Oddly enough, one of my other issues is that nothing at all went right for Dakota in this book. That certainly can make for a rich and complex multi-layered plot, but in this book I actually got to a point where it felt like I couldn't turn a page without some other, possibly unrelated badness going splat all over her life. I found myself feeling a little depressed by it all on her behalf.
From what I've seen so far between the two books, Francis tends to pack his plots with a lot of action. That's not necessarily a bad thing, but in this case there's never really much room for a reader to catch a breath and very rarely any time to fully develop a scene's intended emotional impact before the narrative races along to the next calamity. That cheated the story out of the sort of expression of emotional response and consequence that would have served a couple of very significant plot points very well.. A tighter grip on the plot and a few less plot threads may have allowed for the remaining points to reach a more satisfying stage of development and resolution that was lacking.

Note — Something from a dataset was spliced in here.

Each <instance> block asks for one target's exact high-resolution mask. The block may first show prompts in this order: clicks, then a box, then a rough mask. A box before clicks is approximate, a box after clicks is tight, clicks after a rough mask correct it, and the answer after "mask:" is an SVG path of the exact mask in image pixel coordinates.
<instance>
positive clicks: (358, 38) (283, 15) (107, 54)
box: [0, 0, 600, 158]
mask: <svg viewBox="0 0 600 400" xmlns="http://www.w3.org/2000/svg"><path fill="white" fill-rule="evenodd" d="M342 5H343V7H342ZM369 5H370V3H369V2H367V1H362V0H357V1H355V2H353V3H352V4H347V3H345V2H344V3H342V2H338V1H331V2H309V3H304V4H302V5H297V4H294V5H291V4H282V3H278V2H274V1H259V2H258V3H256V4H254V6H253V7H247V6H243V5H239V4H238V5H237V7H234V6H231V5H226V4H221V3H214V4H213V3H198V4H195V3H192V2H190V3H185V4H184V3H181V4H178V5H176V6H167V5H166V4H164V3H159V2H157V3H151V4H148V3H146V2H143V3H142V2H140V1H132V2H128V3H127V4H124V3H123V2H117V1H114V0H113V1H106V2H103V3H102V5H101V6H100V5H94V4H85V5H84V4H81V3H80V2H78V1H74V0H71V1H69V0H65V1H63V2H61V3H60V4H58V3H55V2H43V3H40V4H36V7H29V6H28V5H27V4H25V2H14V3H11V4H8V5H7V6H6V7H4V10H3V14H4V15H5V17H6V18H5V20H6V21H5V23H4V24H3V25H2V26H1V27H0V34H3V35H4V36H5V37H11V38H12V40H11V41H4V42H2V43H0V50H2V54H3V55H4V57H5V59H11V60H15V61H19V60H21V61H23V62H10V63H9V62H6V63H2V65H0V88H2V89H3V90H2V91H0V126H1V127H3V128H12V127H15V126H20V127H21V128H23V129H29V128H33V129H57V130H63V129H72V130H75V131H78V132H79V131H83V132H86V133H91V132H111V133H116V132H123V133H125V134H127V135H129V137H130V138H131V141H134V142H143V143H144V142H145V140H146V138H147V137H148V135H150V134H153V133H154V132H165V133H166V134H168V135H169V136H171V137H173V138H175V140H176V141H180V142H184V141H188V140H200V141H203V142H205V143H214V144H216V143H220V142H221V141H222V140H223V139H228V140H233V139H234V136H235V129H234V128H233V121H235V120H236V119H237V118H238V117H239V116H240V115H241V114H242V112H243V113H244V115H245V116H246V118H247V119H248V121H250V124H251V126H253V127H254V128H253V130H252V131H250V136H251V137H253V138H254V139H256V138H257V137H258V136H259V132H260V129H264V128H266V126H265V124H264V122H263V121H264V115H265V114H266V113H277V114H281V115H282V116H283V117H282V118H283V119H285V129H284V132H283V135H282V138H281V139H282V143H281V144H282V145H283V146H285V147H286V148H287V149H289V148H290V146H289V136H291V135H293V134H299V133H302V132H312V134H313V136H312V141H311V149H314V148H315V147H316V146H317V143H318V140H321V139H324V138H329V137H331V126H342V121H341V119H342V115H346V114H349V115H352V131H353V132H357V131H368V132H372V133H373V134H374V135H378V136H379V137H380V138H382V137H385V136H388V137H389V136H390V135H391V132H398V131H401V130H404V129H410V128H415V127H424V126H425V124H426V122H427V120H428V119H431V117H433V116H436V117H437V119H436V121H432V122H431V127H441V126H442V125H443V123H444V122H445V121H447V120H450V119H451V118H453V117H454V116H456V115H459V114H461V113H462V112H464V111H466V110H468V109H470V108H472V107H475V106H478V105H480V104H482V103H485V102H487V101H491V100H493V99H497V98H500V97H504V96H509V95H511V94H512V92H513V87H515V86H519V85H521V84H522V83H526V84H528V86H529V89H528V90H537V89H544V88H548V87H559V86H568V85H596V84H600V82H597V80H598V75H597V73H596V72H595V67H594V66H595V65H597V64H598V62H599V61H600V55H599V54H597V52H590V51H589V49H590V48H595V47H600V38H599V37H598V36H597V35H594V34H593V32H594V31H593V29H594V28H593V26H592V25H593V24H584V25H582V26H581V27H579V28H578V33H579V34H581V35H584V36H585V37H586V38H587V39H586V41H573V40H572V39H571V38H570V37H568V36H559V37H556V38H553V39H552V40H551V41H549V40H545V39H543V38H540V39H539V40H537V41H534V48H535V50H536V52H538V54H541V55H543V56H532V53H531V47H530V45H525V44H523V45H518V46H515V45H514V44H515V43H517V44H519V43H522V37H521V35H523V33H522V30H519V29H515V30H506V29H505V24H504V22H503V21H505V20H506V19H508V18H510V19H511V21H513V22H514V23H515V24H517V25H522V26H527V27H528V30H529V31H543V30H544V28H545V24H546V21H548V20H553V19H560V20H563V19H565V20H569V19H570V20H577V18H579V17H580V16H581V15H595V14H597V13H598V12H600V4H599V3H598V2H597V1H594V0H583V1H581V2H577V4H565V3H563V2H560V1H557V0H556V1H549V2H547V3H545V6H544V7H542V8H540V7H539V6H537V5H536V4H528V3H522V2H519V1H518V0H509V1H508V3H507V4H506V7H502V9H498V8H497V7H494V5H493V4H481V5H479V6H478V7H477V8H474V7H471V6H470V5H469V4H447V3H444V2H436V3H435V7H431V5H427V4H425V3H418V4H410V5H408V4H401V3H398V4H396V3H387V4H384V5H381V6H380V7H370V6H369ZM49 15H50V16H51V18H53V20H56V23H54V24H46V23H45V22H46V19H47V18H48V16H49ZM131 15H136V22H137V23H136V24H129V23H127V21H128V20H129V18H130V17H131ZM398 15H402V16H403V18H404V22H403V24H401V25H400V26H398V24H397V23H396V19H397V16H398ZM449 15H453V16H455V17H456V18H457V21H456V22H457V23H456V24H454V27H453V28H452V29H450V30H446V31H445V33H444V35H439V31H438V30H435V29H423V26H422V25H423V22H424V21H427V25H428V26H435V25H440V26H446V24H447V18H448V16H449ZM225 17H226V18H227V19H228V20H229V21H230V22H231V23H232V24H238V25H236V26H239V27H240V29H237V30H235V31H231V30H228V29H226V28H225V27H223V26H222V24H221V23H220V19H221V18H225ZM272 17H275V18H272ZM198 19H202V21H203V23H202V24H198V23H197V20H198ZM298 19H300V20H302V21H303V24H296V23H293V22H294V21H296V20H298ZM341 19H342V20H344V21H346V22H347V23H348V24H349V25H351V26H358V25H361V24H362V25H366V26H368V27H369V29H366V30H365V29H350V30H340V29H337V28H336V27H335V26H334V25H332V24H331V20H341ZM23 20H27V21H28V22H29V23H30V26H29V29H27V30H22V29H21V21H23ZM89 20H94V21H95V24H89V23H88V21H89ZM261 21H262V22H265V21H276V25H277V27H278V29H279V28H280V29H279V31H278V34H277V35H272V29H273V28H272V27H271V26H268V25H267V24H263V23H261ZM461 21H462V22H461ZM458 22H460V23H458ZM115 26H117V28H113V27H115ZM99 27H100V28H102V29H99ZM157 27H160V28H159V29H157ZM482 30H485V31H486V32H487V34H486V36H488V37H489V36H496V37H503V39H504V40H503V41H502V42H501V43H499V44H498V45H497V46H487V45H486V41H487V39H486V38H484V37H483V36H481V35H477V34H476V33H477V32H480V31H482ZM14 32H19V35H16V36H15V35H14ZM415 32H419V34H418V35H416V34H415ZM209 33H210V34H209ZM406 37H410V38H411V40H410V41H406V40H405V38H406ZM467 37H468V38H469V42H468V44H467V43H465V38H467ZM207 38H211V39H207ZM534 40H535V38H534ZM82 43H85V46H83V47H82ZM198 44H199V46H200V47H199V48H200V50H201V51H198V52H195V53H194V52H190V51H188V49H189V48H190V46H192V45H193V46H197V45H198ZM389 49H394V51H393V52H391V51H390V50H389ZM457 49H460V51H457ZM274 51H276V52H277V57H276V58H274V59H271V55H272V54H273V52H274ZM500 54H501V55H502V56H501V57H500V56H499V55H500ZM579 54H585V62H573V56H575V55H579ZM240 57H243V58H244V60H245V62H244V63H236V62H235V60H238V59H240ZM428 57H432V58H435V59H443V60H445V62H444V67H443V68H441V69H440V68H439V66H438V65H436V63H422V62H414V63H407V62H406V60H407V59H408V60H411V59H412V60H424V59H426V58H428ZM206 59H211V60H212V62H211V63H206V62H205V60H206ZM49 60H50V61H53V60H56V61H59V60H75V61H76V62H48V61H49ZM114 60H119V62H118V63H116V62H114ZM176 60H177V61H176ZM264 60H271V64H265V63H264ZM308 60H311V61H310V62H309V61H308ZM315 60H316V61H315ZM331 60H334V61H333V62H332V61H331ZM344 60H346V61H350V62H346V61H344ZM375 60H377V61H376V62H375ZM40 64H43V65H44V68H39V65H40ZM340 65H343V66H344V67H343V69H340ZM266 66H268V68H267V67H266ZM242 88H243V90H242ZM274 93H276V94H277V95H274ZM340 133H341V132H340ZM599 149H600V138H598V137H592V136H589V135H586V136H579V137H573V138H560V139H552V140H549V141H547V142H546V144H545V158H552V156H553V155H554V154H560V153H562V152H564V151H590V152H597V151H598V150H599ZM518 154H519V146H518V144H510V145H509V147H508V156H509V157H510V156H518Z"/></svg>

I do truly enjoy the world and characters that Francis has created in this series, and there just can't be enough emphasis placed on how nice it is to get that slightly different flavor of writing from a male author. For me though, this book wasn't as entertaining as the first. Still action-packed, though, still conflict-laden, and it still...always...has Dakota Frost, the best magical tattooist in the Southeast. That's definitely enough to keep me looking out for the next book.